A aprovação de um projeto pela Câmara dos Deputados nesta quinta-feira (17/07) abre caminho para que indígenas possam manter cocares nas fotos de documentos oficiais, sem precisar retirar um dos principais símbolos de sua identidade cultural. Se a proposta também passar pelo Senado, a mudança permitirá que esses elementos apareçam em documentos de identificação, desde que não prejudiquem o reconhecimento da pessoa.
Além dos cocares, turbantes, pinturas e outros elementos tradicionais também poderão aparecer nas fotografias da carteira de identidade, da Carteira Nacional de Habilitação (CNH), da Carteira de Trabalho e do passaporte. A autorização vale desde que a fisionomia da pessoa permaneça reconhecível.
Agora, o Senado analisará a proposta. Se o Congresso concluir a tramitação e a Presidência da República sancionar o texto, a mudança poderá entrar em vigor.
Cocares em fotos oficiais ajudam a preservar a identidade indígena
Para muitos povos indígenas, o cocar não é apenas um adorno. Ele representa ancestralidade, tradição e pertencimento, além de identificar costumes preservados ao longo das gerações.
Em muitos casos, retirar esse símbolo para produzir a fotografia significava deixar de registrar, justamente no documento oficial, um elemento que faz parte da identidade daquele povo. Por isso, permitir os cocares em fotos oficiais representa mais do que uma mudança administrativa.

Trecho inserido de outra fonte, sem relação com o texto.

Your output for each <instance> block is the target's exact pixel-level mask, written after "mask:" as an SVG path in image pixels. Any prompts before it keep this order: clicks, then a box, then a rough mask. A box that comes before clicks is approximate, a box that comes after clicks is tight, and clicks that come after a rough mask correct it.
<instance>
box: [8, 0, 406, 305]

Com isso, o documento poderá representar não apenas a identificação da pessoa, mas também um aspecto importante de sua expressão cultural, sem alterar os critérios de segurança exigidos para a emissão.

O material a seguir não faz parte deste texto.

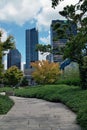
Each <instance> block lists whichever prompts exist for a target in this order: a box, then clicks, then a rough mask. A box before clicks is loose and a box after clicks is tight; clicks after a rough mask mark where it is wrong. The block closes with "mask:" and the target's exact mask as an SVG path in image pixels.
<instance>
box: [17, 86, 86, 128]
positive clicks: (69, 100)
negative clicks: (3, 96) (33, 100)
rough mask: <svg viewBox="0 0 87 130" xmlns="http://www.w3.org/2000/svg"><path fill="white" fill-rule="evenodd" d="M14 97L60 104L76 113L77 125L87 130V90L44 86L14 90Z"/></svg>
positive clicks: (75, 88)
mask: <svg viewBox="0 0 87 130" xmlns="http://www.w3.org/2000/svg"><path fill="white" fill-rule="evenodd" d="M15 94H16V96H21V97H27V98H29V97H31V98H40V99H44V100H47V101H51V102H62V103H64V104H66V105H67V106H68V107H69V108H70V109H71V110H73V111H74V112H76V113H77V123H79V124H80V125H81V127H82V129H83V130H87V90H81V89H80V87H78V86H68V85H45V86H39V87H32V88H31V87H30V88H29V87H28V88H23V89H16V90H15Z"/></svg>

Outros símbolos culturais também poderão aparecer
O Projeto de Lei 3.839/23 também assegura o uso de outros itens que expressem pertencimento a uma comunidade, tradição cultural ou religião. A medida beneficia não apenas povos indígenas, mas também integrantes de comunidades tradicionais.
Segundo a relatora da proposta, deputada Sônia Guajajara (Psol-SP), impedir o uso desses elementos durante a emissão de documentos pode expor essas pessoas a situações de constrangimento e discriminação.
Além disso, ela afirmou que a mudança mantém os requisitos de identificação adotados nos documentos oficiais e não representa custos adicionais para o poder público.
Proposta ainda passará pela análise do Senado
O projeto foi apresentado pela deputada Célia Xakriabá (Psol-MG) e aprovado pela Câmara dos Deputados. Antes de entrar em vigor, o texto ainda precisa ser analisado pelo Senado.
A proposta também determina que a futura regulamentação respeite os compromissos internacionais assumidos pelo Brasil para a proteção dos direitos dos povos indígenas e das comunidades tradicionais.
Se concluir toda a tramitação no Congresso, a mudança permitirá que a fotografia dos documentos preserve símbolos que fazem parte da identidade cultural desses povos, sem abrir mão da segurança exigida para a identificação.